# Problem: Write a Custom Activation Function with Autograd

### Problem Statement
Implement a **custom activation function**, **Learned-SiLU**, using `torch.autograd.Function`. The activation function should be based on the SiLU formula \( x \cdot \text{sigmoid}(x) \) but include a **learnable slope parameter**. Use this custom activation function in a simple linear regression model.

### Requirements
1. **Define the Custom Activation Function**:
   - Implement a custom activation function, **Learned-SiLU**, where the output is calculated as:
     $$
     \text{Learned-SiLU}(x) = \text{slope} \cdot x \cdot \text{sigmoid}(x)
     $$
   - The **slope** should be a learnable parameter.

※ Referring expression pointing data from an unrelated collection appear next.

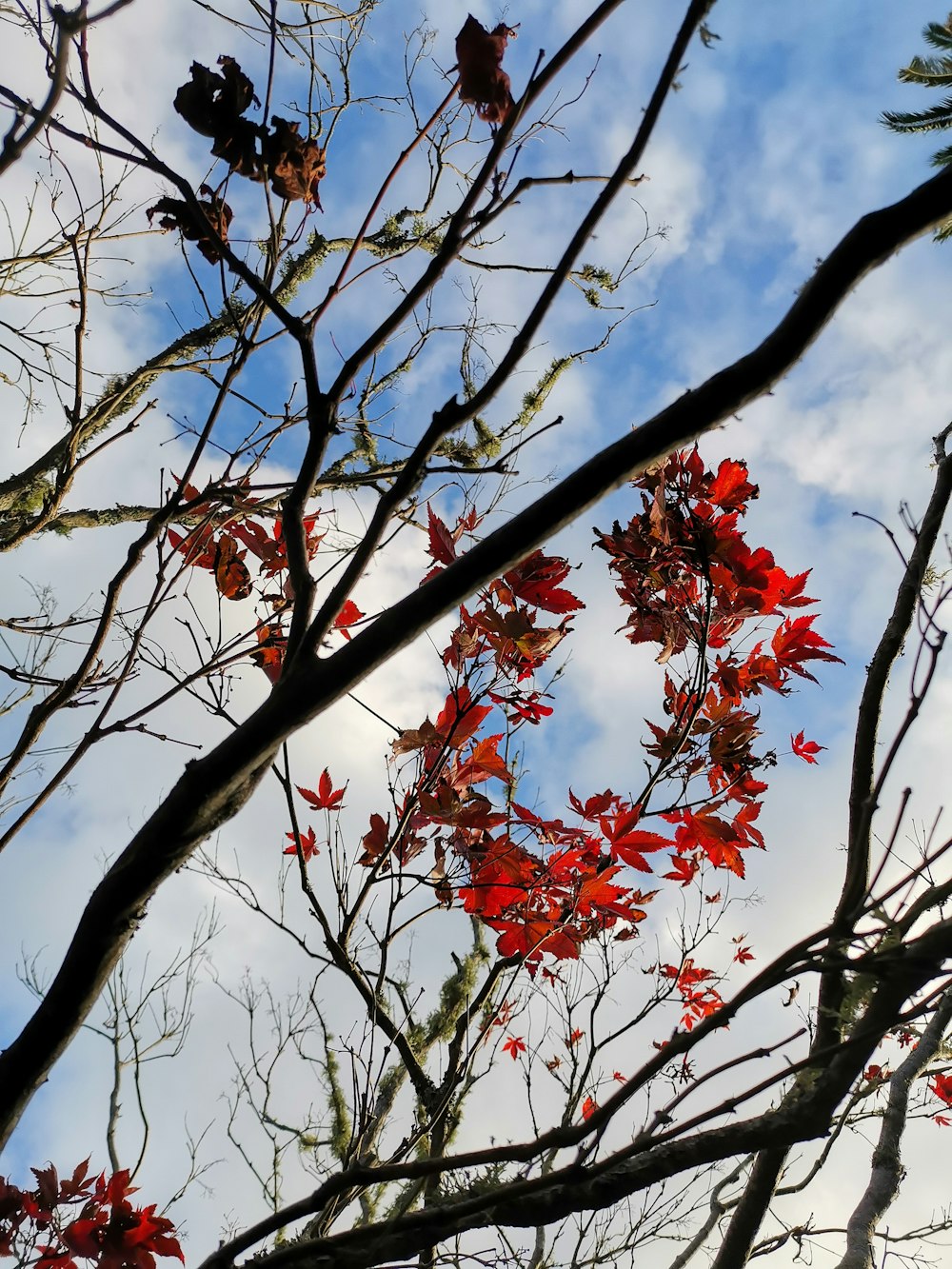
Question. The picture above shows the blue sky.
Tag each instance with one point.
(767, 155)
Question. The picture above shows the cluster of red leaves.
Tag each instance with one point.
(700, 1001)
(213, 104)
(225, 553)
(87, 1218)
(693, 585)
(942, 1088)
(483, 81)
(547, 884)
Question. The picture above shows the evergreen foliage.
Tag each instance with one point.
(932, 71)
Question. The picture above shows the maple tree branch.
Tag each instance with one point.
(216, 785)
(887, 1170)
(68, 24)
(749, 1212)
(863, 785)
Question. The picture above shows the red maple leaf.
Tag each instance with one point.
(460, 719)
(805, 749)
(482, 76)
(327, 799)
(536, 582)
(514, 1046)
(348, 616)
(304, 844)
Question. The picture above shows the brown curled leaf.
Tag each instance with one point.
(174, 213)
(295, 164)
(213, 104)
(483, 81)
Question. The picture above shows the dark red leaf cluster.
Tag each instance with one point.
(175, 213)
(215, 104)
(87, 1218)
(483, 81)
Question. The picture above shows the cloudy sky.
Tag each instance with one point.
(767, 155)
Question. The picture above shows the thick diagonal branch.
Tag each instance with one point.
(215, 787)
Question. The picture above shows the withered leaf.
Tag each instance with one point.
(174, 213)
(483, 81)
(296, 165)
(213, 106)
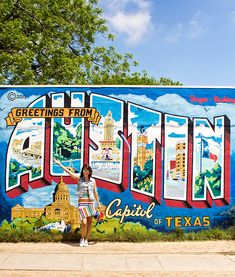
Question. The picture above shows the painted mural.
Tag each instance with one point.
(161, 156)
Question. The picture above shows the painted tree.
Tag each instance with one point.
(55, 42)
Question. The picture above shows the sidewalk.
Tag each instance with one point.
(118, 259)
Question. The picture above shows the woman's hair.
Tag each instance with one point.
(86, 167)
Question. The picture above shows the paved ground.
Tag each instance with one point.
(118, 259)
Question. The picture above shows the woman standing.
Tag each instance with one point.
(87, 194)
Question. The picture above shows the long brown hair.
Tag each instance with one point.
(87, 167)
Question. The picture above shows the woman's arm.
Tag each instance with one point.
(96, 195)
(72, 174)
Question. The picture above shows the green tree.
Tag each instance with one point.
(54, 42)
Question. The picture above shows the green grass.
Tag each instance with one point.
(109, 230)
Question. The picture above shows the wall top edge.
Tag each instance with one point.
(112, 86)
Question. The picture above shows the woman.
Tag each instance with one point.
(87, 194)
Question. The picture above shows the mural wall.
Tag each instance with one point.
(161, 156)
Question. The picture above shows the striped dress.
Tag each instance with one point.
(86, 206)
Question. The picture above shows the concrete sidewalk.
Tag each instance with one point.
(118, 259)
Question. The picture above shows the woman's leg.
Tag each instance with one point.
(88, 228)
(84, 228)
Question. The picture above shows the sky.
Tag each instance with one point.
(191, 41)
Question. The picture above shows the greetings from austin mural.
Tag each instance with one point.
(161, 156)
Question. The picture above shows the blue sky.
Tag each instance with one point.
(191, 41)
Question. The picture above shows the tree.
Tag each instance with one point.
(54, 42)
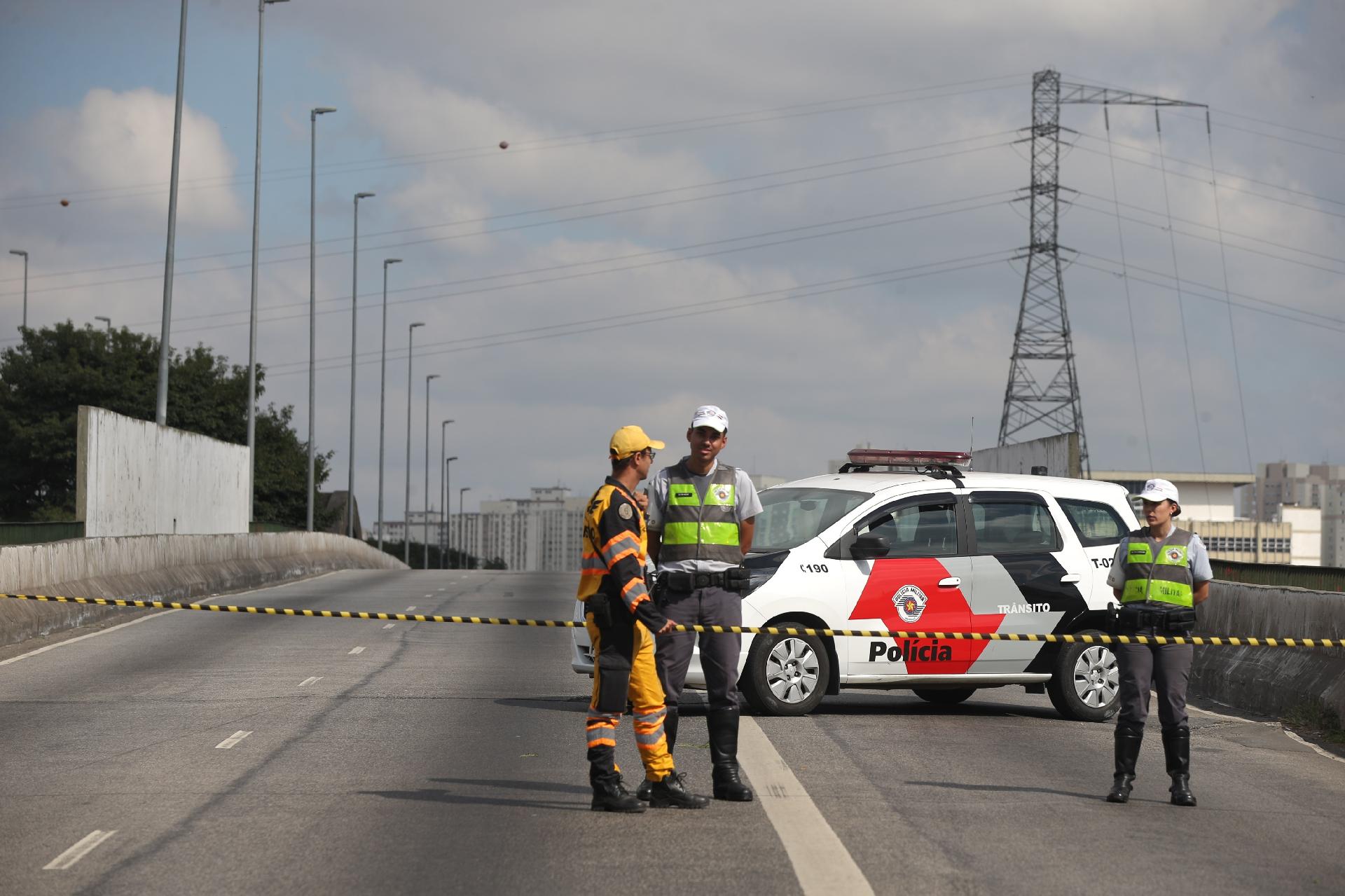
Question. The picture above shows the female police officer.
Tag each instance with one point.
(1160, 574)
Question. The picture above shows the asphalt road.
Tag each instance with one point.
(451, 759)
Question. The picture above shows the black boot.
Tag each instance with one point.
(670, 736)
(724, 755)
(672, 794)
(609, 794)
(1127, 739)
(1177, 751)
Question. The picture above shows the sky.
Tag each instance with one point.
(807, 214)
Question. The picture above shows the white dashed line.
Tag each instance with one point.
(228, 743)
(77, 852)
(820, 859)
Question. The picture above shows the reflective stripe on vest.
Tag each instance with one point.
(1164, 577)
(696, 530)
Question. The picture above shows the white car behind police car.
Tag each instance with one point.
(911, 541)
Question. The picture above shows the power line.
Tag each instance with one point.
(568, 206)
(546, 143)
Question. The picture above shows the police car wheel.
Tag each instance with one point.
(943, 696)
(1086, 681)
(787, 675)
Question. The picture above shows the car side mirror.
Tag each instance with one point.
(869, 546)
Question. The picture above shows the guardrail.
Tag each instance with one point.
(39, 533)
(1282, 574)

2. **Autograd Implementation**:
   - Use `torch.autograd.Function` to define the forward and backward passes for the custom activation function.

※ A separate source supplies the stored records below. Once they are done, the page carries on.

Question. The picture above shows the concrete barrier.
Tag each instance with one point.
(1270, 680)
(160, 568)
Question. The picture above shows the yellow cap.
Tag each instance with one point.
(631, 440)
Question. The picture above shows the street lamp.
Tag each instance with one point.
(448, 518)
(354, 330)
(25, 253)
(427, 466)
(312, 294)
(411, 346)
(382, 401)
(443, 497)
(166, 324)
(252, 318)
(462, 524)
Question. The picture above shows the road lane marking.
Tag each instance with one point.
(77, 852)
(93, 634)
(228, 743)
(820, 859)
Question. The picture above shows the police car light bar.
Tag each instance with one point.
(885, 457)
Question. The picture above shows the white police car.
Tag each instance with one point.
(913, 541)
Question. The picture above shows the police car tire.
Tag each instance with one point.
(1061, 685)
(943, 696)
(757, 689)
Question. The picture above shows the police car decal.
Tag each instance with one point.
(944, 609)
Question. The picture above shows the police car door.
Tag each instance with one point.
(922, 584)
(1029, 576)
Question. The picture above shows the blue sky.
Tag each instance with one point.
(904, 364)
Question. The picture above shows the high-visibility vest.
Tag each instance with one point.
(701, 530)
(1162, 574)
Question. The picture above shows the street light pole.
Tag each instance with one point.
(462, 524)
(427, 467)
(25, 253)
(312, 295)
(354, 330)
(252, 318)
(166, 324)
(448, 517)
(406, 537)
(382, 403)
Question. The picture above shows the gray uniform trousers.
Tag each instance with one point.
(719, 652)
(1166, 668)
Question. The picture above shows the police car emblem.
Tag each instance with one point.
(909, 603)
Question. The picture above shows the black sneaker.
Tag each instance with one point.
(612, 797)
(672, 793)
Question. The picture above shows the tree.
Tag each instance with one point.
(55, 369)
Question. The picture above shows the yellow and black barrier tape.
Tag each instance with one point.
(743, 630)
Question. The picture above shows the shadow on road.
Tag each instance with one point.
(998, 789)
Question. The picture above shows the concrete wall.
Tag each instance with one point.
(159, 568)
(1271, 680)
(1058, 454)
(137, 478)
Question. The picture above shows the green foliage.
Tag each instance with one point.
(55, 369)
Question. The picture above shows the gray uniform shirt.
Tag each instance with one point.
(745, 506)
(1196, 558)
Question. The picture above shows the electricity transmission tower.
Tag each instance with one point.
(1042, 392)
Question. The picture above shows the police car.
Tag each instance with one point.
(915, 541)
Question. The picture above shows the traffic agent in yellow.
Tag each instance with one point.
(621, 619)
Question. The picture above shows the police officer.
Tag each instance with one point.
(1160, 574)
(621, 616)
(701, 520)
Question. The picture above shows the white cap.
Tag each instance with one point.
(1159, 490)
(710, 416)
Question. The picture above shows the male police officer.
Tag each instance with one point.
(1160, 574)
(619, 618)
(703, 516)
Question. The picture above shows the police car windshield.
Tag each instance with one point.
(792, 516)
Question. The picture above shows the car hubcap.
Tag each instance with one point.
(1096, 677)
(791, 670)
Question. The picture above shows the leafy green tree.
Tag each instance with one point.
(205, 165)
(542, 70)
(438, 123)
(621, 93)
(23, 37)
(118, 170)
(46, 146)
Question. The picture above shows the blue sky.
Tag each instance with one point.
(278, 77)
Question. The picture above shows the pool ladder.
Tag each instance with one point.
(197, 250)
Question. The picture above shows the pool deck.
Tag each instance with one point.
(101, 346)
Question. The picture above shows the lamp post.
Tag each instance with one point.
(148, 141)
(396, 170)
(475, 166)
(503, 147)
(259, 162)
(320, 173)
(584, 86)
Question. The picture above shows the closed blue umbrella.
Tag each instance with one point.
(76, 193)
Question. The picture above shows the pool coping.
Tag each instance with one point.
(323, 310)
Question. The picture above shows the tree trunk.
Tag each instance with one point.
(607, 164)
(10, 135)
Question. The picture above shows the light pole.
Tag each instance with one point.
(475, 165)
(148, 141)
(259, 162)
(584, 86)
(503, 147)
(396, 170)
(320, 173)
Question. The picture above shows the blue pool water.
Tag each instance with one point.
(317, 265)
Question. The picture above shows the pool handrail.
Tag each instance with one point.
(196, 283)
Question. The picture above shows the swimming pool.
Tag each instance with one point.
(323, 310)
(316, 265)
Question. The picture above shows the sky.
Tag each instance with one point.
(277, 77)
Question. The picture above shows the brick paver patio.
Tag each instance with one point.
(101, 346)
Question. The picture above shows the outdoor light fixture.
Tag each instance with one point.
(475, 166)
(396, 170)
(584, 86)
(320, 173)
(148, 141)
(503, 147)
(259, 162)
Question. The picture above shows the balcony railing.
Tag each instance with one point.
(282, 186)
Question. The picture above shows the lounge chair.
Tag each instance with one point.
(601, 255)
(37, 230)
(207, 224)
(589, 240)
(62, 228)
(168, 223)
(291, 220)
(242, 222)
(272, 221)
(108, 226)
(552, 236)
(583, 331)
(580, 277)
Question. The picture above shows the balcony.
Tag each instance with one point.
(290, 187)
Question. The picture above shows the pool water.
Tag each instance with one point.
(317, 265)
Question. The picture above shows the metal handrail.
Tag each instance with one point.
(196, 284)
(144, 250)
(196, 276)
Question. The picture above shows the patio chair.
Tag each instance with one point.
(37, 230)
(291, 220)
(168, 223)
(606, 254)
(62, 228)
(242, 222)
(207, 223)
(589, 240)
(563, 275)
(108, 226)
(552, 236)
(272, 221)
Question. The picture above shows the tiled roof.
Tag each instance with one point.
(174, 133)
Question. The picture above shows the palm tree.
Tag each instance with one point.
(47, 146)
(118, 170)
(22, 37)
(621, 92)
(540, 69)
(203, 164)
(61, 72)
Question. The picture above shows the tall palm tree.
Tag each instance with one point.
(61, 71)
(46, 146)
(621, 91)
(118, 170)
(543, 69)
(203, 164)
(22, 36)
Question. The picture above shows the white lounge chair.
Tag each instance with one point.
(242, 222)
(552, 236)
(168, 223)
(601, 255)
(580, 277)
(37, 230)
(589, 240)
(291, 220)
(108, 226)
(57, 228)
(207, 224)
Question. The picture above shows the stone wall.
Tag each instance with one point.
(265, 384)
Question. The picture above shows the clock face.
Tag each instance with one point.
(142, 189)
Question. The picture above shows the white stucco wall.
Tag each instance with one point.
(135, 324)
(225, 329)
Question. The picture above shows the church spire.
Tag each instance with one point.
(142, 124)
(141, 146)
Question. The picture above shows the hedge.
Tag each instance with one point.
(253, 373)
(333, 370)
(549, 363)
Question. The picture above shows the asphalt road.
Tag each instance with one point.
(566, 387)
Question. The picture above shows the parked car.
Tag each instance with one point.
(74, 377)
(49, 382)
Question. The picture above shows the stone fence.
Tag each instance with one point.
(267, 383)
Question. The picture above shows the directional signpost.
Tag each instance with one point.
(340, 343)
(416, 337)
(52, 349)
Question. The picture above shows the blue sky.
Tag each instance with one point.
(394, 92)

3. **Integrate the Activation Function**:
   - Incorporate the custom activation function into a simple linear regression model.
   - Train the model to verify the functionality of the activation function.

### Constraints
- Ensure the **slope parameter** is properly initialized and updated during training.

<details>
  <summary>💡 Hint</summary>
  Some details: https://pytorch.org/tutorials/beginner/examples_autograd/two_layer_net_custom_function.html
</details>


<details>
  <summary>💡 Alternate Implementation?</summary>
  Can be done with nn.Module without implementing backward.
</details>

In [1]:
import torch
import torch.nn as nn
import torch.optim as optim

In [2]:
# Generate synthetic data
torch.manual_seed(42)
X = torch.rand(100, 1) * 10  # 100 data points between 0 and 10
y = 2 * X + 3 + torch.randn(100, 1)  # Linear relationship with noise

In [3]:
class LearnedSiLUFunction(torch.autograd.Function):
    @staticmethod
    def forward(ctx, x, slope):
        # Save the input tensor and slope for backward computation
        ...

    @staticmethod
    def backward(ctx, grad_output):
        # Retrieve the input and slope saved in the forward pass
        ...


# Define the Linear Regression Model
class LinearRegressionModel(nn.Module):
    def __init__(self, slope=1):
        super().__init__()
        self.slope = nn.Parameter(torch.ones(1) * slope)

    def forward(self, x):
        # Use the custom LearnedSiLUFunction
        ...

# Initialize the model, loss function, and optimizer
model = LinearRegressionModel()
criterion = nn.MSELoss()
optimizer = optim.SGD(model.parameters(), lr=0.01)

# Training loop
epochs = 1000
for epoch in range(epochs):
    # Forward pass
    predictions = model(X)
    loss = criterion(predictions, y)

    # Backward pass and optimization
    optimizer.zero_grad()
    loss.backward()
    optimizer.step()

    # Log progress every 100 epochs
    if (epoch + 1) % 100 == 0:
        print(f"Epoch [{epoch + 1}/{epochs}], Loss: {loss.item():.4f}")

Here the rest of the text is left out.